HDDや光学メディアがかなりの量になったので2人に任せることになりました。
事前に一般的な予備知識としてと、作業着手の了解を得ることを目的として行われる作業の概要の説明があります。
基本的には記録状態の理論的な不具合であればかなりの確立で復旧が可能なこと、逆に記録メディアが物理的に破損している場合には困難な作業になることを伝えられました。
一通り状態を確認したところで見積もりをもらえるということでしばらくの間は待機することになりました。
後日届いた見積り額は正直驚くような料金の高さでしたが、これは物理的に動かないHDDが多いことが原因のようでした。

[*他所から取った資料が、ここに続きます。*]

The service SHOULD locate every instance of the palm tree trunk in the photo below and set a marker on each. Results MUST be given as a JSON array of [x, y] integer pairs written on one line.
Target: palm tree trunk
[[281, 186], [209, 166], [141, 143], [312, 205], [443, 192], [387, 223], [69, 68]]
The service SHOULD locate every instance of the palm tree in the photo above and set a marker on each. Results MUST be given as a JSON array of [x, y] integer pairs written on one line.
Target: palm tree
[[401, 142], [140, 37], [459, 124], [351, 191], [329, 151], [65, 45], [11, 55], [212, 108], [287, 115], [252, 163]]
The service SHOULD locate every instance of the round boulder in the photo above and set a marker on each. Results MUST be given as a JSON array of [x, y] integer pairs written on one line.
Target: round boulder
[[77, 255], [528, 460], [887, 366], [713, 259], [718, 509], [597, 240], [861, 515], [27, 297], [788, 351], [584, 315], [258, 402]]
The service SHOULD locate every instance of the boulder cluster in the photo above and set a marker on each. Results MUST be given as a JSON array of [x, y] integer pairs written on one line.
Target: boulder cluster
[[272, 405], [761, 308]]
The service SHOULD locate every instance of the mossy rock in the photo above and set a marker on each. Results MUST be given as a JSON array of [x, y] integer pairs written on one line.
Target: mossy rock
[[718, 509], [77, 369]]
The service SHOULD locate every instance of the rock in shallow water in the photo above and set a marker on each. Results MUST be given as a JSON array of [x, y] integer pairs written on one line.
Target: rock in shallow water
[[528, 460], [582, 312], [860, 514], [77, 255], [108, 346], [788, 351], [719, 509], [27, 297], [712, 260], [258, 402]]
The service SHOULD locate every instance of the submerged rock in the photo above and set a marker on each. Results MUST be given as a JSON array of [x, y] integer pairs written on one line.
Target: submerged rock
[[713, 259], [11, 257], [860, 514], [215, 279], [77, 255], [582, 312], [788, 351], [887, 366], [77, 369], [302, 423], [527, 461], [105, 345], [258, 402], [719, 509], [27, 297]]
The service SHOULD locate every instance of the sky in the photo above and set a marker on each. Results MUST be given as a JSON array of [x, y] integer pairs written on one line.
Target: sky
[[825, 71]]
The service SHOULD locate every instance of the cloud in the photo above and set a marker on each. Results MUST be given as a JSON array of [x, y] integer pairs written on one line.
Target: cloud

同じ型番の別のHDDから部品を取り替える作業を行った上で中身のデータ復旧に取り掛かるといった工程を踏む必要があり、お金も時間もかかるという見通しであるとのこと。
光学ディスクなどは壊れたものはあきらめることにしました。
結局不具合を解消できる見込みがあるHDDを10数台データ復旧を依頼することになり、すべての作業が終わるまでに約1年間を要しました。
料金も一部保険の補償で補填されたとはいえ、かなりの出費になりましたが他には存在しないデータが蘇りました。
会社としての財産ですから、お金に糸目をつけることは出来ません。
時間もかかったとしてもこうして取り戻せたことは何ものにも代えがたい収穫でした。
データ復旧の技術の高さに感謝しています。